Even though voters approved the transportation plan by 60 percent of the vote, and the associated sales tax by 58 percent, the allegations that its passage was staged continue, Hayes said.
"In fairness to the majority of voters the Regional Transportation Authority is today requesting a recount of the 2006 vote. We are further offering to pay the costs of that recount because we believe it's time that the public's wishes be reaffirmed in the face of these allegations," Hayes wrote in a letter to Pima County Administrator Chuck Huckelberry Friday.
The RTA wants to shift the focus away from the allegations, Hayes said.
"We're just trying to move on and get to the business at hand and get to the projects the voters want built," Hayes said in an interview.
"All we're saying is we want to close it and if the issue is lack of funding, we'll pony up."
Such a recount would likely cost at least $20,000 to $30,000, said Huckelberry, who also said the letter would remove financial pressure from the county if a recount is ordered by a judge.
Therein lies the hitch, Huckelberry said.
"A judge has to authorize this or allow it," he said. "You can't recount them unless a court orders you to."
That means just because the authority overseeing the voter-approved, taxpayer-funded program wants a recount, it's not necessarily on the horizon.
The county has asked its attorneys on several occasions to request a recount, Huckelberry said.

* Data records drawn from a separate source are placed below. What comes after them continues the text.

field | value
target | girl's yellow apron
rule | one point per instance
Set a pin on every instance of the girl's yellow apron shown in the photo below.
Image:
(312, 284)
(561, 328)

But unless there's a legal reason to recount them, the county could be "guilty of malpractice," he said.
This latest call for a recount comes after the Pima County Democratic Party spent more than a year in court to get electronic election databases from the county. Last month the Pima County treasurer sent the political parties a letter to say she planned to destroy the paper ballots because her legal obligation to keep them had expired.
The treasurer is required to keep the ballots for six months, but kept them longer because of the civil cases. Because those have been completed, Treasurer Beth Ford says she is no longer legally allowed to keep them without a court order.
The county Libertarian party sent the treasurer a letter this week opposing the ballot destruction, which means it will have to be decided by a judge, Ford said.
Election-integrity supporters say a recount would be welcome, but it may not solve all of the issues on the table.
A recount at the county level would settle the votes, but not the criminal allegations of tampering with the vote, which should be handled by the state Attorney General's Office, said Bill Risner, the attorney who represented the Democratic Party in the lawsuits.
The recount would put a lot of the issues to rest, as long as it could be trusted, said John Brakey, founder of Audit AZ, an election-integrity organization.
In his letter to the county administrator, the RTA's Hayes asks for the costs of the recount to be reimbursed by critics of the vote's accuracy.